Common Electrical Conductor Types
by Nick Gromicko and Kenton Shepard
- Romex™ is a common type of residential wiring that is categorized by the National Electrical Code (NEC) as underground feeder (UF) or non-metallic sheathed cable (NM and NMC).
- NM and NMC conductors are composed of two or more insulated conductors contained in a non-metallic sheath. The coating on NMC cable is non-conducting, flame-resistant and moisture-resistant. Unlike other cables commonly found in homes, they are permitted in damp environments, such as basements.
- Underground feeder conductors appear similar to NM and NMC cables except that UF cables contain a solid plastic core and cannot be “rolled” between fingers.
- They are not permitted in residential construction higher than three stories, or in any commercial construction.
- They must be protected, secured and clamped to device boxes, junction boxes and fixtures.
- Support devices that may damage the cables, such as bent nails and overdriven staples, are not permitted.
- NM and NMC cables should be secured at intervals that do not exceed 4½ feet, and they should be secured within 12 inches of junction boxes and panels to which they are attached. Cables that do not comply with this rule can sag and are vulnerable to damage.

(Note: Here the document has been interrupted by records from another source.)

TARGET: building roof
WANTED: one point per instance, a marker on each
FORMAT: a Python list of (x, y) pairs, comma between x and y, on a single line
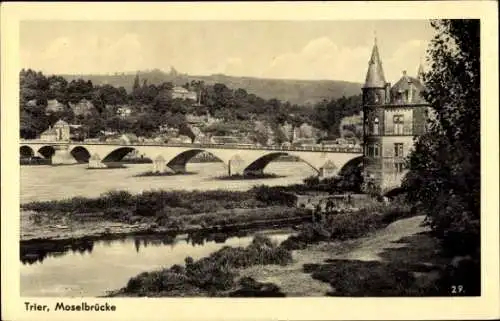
[(50, 131), (179, 89), (375, 76), (61, 122), (403, 85)]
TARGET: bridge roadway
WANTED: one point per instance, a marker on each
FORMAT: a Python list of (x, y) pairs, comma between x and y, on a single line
[(239, 158)]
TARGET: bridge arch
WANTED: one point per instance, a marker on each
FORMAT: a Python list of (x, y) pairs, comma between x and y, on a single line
[(26, 151), (81, 154), (47, 151), (117, 154), (258, 165), (354, 163), (178, 163)]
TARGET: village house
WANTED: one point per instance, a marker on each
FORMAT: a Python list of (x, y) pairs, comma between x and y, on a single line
[(53, 105), (83, 107), (203, 120), (183, 93), (393, 116), (59, 132), (124, 111)]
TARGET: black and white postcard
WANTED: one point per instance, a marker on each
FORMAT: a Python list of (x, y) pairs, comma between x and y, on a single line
[(284, 161)]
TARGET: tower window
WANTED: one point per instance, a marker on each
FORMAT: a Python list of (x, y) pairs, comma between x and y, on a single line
[(399, 167), (375, 126), (398, 150), (398, 121)]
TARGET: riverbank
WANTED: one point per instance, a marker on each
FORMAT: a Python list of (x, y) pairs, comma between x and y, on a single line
[(120, 213), (319, 268)]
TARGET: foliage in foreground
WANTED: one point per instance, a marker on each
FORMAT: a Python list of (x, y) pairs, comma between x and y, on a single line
[(210, 275), (345, 226), (445, 177), (149, 203)]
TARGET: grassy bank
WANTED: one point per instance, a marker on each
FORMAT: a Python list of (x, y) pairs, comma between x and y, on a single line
[(156, 211), (248, 176), (214, 275), (344, 226), (153, 174)]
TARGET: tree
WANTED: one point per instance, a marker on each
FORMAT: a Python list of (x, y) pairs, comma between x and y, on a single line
[(136, 85), (444, 178)]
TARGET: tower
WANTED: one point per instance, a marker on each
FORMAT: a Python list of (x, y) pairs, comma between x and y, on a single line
[(393, 116), (376, 94)]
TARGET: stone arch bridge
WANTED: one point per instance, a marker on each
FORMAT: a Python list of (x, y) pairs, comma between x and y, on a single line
[(238, 159)]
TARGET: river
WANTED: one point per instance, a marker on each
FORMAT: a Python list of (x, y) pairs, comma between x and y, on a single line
[(43, 183), (108, 265), (102, 266)]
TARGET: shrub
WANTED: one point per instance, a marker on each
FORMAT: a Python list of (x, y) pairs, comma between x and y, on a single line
[(213, 273)]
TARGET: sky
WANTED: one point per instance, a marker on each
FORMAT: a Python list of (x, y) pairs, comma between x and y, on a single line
[(313, 50)]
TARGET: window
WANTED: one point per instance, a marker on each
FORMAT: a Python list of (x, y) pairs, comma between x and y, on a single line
[(398, 121), (372, 150), (399, 167), (375, 126), (376, 151), (398, 150)]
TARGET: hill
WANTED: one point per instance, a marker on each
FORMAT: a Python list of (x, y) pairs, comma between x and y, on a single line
[(302, 92)]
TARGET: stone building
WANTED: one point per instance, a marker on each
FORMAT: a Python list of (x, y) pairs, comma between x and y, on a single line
[(183, 93), (59, 132), (392, 116)]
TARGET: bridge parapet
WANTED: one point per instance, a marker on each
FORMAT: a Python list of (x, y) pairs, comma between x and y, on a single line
[(330, 149)]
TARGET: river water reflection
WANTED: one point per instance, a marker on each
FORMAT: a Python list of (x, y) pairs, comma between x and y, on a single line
[(42, 183), (93, 268)]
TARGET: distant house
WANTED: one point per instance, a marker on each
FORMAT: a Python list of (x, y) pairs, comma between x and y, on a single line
[(128, 139), (31, 103), (201, 120), (233, 140), (181, 139), (54, 105), (59, 132), (49, 135), (304, 142), (183, 93), (124, 111), (83, 107), (202, 139)]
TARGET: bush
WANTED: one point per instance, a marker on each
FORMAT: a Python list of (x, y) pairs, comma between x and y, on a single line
[(210, 274)]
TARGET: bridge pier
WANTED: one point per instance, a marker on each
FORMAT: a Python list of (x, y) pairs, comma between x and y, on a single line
[(160, 165), (62, 156), (236, 166), (95, 162), (328, 170), (178, 168)]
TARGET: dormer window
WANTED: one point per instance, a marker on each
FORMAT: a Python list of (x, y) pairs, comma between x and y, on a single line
[(398, 121), (375, 126)]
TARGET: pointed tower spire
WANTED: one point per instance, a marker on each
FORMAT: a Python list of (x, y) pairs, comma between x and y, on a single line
[(420, 72), (375, 75)]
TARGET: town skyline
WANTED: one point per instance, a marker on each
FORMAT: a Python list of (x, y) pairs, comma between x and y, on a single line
[(262, 49)]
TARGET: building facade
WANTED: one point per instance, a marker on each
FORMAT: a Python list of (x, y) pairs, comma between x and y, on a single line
[(183, 93), (392, 117), (59, 132)]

- They are intended as permanent wiring in homes and should not be used as a substitute for appliance wiring or extension cords.
Note: Some communities have never allowed the use of Romex wiring in residential construction. Armored cable is typically used in these communities.
- The dissipated heat from knob-and-tube wiring can pose a fire hazard if the wires are enveloped in building insulation. A possible exception is fiberglass insulation, which is fire-resistant, although even this type of insulation should not cover knob-and-tube wiring. The homeowner or an electrician should carefully remove any insulation that is found surrounding KT wires.
- Knob-and-tube wiring is more vulnerable to damage than modern wiring because it is insulated with fiber materials and varnish, which can become brittle.
- Some insurance companies refuse to write fire insurance for houses with this type of wiring, although this may be remedied if an electrician can verify that the system is safe.
- Disregarding any inherent inadequacies, existing KT cable systems are likely to be unsafe because they are almost guaranteed to be at least 50 years old.